A temporary reduction in the VAT rate and income tax for lower earners will boost consumer demand and raise consumption, but many businesses will fear the measures announced today aren’t enough. To have a lasting impact and bring back confidence, VAT should be reduced for the hospitality sector for a minimum of two years – January isn’t enough time to create long term certainty.

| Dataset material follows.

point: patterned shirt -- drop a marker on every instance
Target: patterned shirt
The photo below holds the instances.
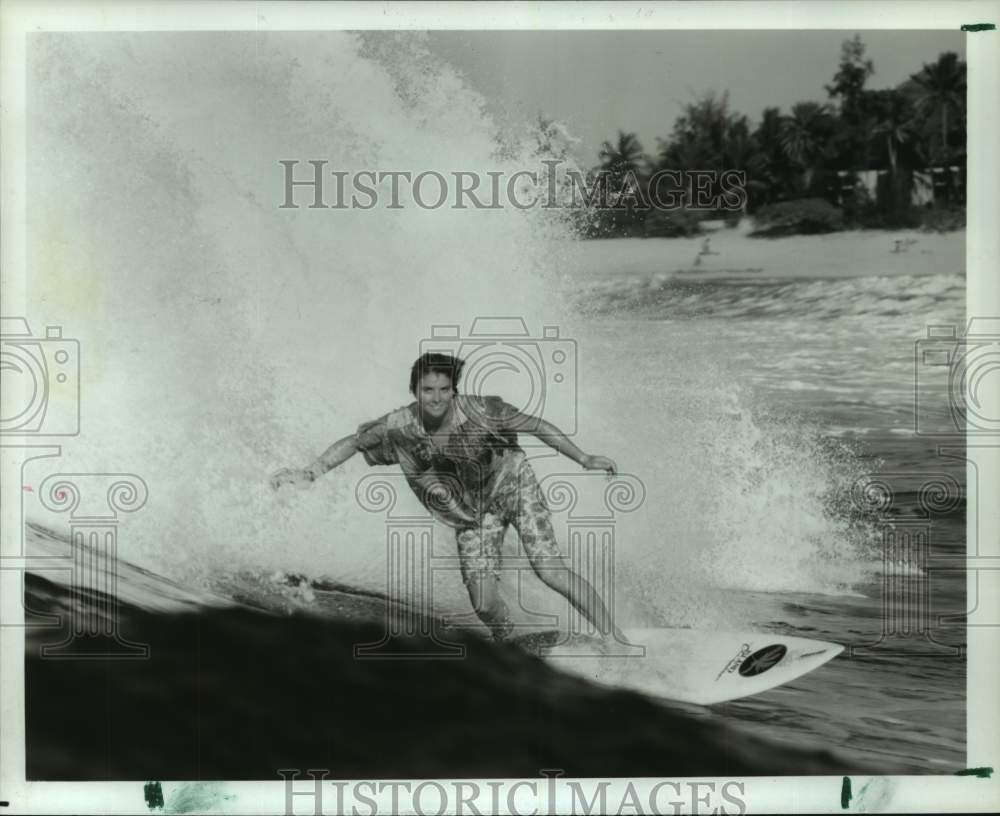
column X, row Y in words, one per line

This is a step in the right direction, but there is more that Government could do. At HW Fisher we’ve outlined two additional measures we would like to see from Government that will improve the confidence of the UK hospitality industry:
The Success of Stamp Duty changes will depend on the target and timing
The success of the SDLT cut will be determined by whether the Chancellor has got two things right- the target and the timing. The economy is uncertain and this reduction won’t necessarily be enough to spark the confidence needed to take on long term liability of a house purchase. There is more to consider – mortgage availability, rising house prices, economic growth and overall market confidence are critical factors and the Chancellor should not forget that.
A green investment package
The announcement of a green investment package today is a small but positive step towards achieving a carbon net zero economy. This is a step in the right direction and we hope that investments in greener energy and decarbonising public buildings will not only create jobs and kick-start a more environmentally friendly economy, it will also encourage businesses to see the benefits of working towards a more sustainable way of doing things. Covid has created an opportunity for all of us to reset. It won’t always be easy for businesses to balance the dichotomy of profit and purpose, but it is important, and businesses should put sustainability at the heart of their recovery plans.
Keeping “surplus staff” for a retention bonus will cost businesses more longer term
The economic pain by businesses across the UK is being felt now and it is questionable whether £1,000 bonus is strong enough to act as a corporate motivator to keep staff.
The contributions to be made by employers to furloughed staff will continue to increase over the coming months and therefore, cost conscious owner/managers are unlikely to be driven by a £1,000 incentive which is a lifetime away in this current economic climate. Even with this bonus, business owners will need to ensure their costs are controlled in the short-term and retaining ‘surplus’ staff for a retention bonus down the road will still be more costly.